“ピルグリム” というエンタメ小説が大人気という。ドラゴンタトウーのつぎはこれだ、とかジャッカルの日 以来最高のデビュー作、ダン ブラウンのベストセラーに匹敵、など期待が大きい。ピルグリムとはCIAやFBI のさらに上位に位置する諜報員のトップの呼び名のこと。1万5千人もいるスパイや、敵地侵入を技とする諜報員の中の指導的な位置にいるのです。

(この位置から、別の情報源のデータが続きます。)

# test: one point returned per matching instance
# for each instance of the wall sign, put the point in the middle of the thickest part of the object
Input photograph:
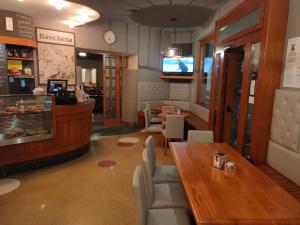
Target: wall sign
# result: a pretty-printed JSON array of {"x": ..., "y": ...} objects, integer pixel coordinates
[
  {"x": 292, "y": 64},
  {"x": 55, "y": 37},
  {"x": 18, "y": 25},
  {"x": 56, "y": 55}
]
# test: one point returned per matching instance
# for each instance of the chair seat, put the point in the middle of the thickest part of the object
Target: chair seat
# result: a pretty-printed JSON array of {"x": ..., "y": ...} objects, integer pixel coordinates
[
  {"x": 169, "y": 195},
  {"x": 155, "y": 128},
  {"x": 156, "y": 120},
  {"x": 167, "y": 217},
  {"x": 166, "y": 174}
]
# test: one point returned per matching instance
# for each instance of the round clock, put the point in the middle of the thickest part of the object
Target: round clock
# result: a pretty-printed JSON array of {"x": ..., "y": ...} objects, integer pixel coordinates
[{"x": 110, "y": 37}]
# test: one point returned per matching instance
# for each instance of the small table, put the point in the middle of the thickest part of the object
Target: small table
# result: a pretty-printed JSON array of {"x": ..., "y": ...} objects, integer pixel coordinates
[
  {"x": 244, "y": 196},
  {"x": 164, "y": 115},
  {"x": 128, "y": 140}
]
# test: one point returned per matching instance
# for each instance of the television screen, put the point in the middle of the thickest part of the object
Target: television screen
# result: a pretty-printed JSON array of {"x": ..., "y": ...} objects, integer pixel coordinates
[
  {"x": 176, "y": 65},
  {"x": 56, "y": 85}
]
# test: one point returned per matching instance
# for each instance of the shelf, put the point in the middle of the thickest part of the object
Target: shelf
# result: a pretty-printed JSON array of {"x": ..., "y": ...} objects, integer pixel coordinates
[
  {"x": 9, "y": 114},
  {"x": 23, "y": 59},
  {"x": 177, "y": 77},
  {"x": 21, "y": 76}
]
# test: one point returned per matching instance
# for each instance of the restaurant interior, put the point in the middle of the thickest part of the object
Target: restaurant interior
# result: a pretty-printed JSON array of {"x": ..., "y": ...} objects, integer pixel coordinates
[{"x": 149, "y": 112}]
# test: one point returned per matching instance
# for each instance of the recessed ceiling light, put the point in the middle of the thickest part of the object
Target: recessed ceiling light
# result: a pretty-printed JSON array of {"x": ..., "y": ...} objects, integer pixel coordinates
[
  {"x": 82, "y": 54},
  {"x": 59, "y": 4}
]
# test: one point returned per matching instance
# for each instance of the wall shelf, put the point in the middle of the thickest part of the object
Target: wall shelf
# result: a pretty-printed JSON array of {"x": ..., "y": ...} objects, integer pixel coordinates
[
  {"x": 17, "y": 58},
  {"x": 177, "y": 77}
]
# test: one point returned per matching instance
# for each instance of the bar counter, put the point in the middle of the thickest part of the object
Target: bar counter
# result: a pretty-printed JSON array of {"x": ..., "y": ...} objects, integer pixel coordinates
[{"x": 71, "y": 132}]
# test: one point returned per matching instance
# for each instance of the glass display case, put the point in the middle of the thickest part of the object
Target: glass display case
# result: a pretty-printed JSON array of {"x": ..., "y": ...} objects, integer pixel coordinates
[{"x": 25, "y": 118}]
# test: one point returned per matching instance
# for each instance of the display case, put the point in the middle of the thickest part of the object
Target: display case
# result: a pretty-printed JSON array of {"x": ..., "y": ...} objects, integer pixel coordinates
[{"x": 25, "y": 118}]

文庫本3冊の長編で、特に①が素晴らしい。さらに読み進めていくと②と③はやや冗長というか、格闘とか拷問とかの部分で細かい描写が多くなって、読むことが少々つらくなるのです。いずれ映画になる可能性はあります。もう一つ、この小説の面白さは、テロのネタが珍しいのです。ばらしてしまうのは避けますが、細菌戦争に近いですね。そして、敵対するのがイスラムのテロリストとアメリカの秘密諜報員ですから、現代の戦争の縮図でしょうか。作家のテリーヘイズは先見の明があったというべきでしょうね。

現代の宗教戦争も昔のそれも本質は変わらないのです。ただ現代の方が貧富の差がますます激しくなって。国家単位で取り残されてゆく民族が増えて、宗教の名のもとに、繁栄している民族を襲うのですね。昔から、ひと殺しを正当化する神々が沢山いるらしいのですが、神のご都合主義には人類も参ります。